Tossed Salads and Scrambled Eggs

Li’l Woody’s – Capitol Hill, Seattle

Posted on: Thursday 19 January 2012

I’ve walked by Li’l Woody’s many times and I’ve seen their posters on light posts. Shirley and I finally went there for a weekday lunch on a wintry day. It was mostly cloudy and welcomed sunshine shimmered through the grey clouds intermittently. The snowstorm forecast provoked a sense of impending doom across Seattle but a meal at Li’l Woody’s will cheer up any hypochondriac!

I had to read this sign twice to appreciate the humour!

Is the cute mascot a baby Sasquatch wearing a pair of stone washed overalls?

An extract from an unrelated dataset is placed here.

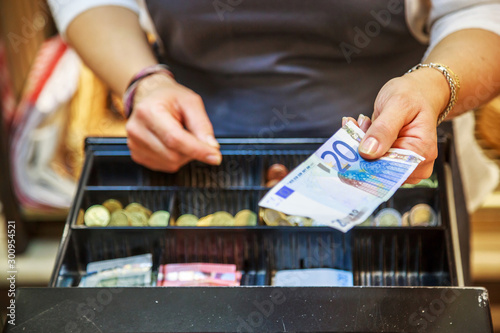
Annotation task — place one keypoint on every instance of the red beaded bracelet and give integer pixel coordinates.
(128, 97)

The counter greeted patrons at the entrance. An open plan kitchen and several bar tables were downstairs, and additional seating were on the mezzanine level of the loft. Li’l Woody’s branded t-shirts were pegged a string for sale.

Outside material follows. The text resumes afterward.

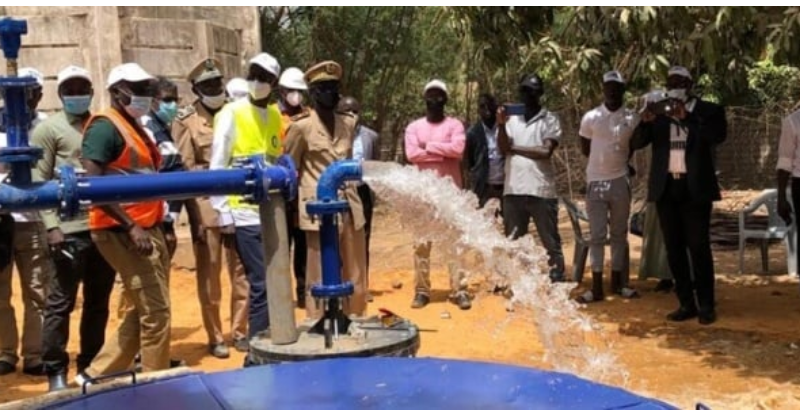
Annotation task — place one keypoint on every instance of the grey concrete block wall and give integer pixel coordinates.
(166, 41)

Framed by rustic wooden planks, the menu was stencilled a little high on the tangerine wall. I squinted and shuffled backwards to read it.

A burger decal next to the menu whetted our appetite.

A practical mix of wooden slats, tiles and stainless steel decorated the open plan kitchen. As we waited for our number to be called, we watched the chefs deftly assemble burgers.

Despite the cold weather we both sipped a decadently thick Molly Moon’s Theo Chocolate milkshake.

I selected the eponymous Li’l Woody burger. Served in a traditional diner style basket lined with red chequered parchment, the burger had a quarter pound of Painted Hills beef patty with Tillamook cheddar, diced onions, pickles, ketchup and mayonnaise. It was a scrumptious combination and the sturdy bun absorbed the flavours of the fresh ingredients.

Coated in a golden batter, the onion rings were crunchy and the allium translucent on the inside. There was a variety of sauces to pair with.

Shirley chose the Pendleton which had a third of a pound of Painted Hills beef patty, Tillamook cheddar, onion ring, mayonnaise and house made barbecue sauce. Lettuce, tomato and other extras, including peanut butter (!), were priced at fifty cents or a dollar. The side of hand cut French fries were well cooked.

We perched on the stools and chatted for a while, reluctant to exit into the blustery chill.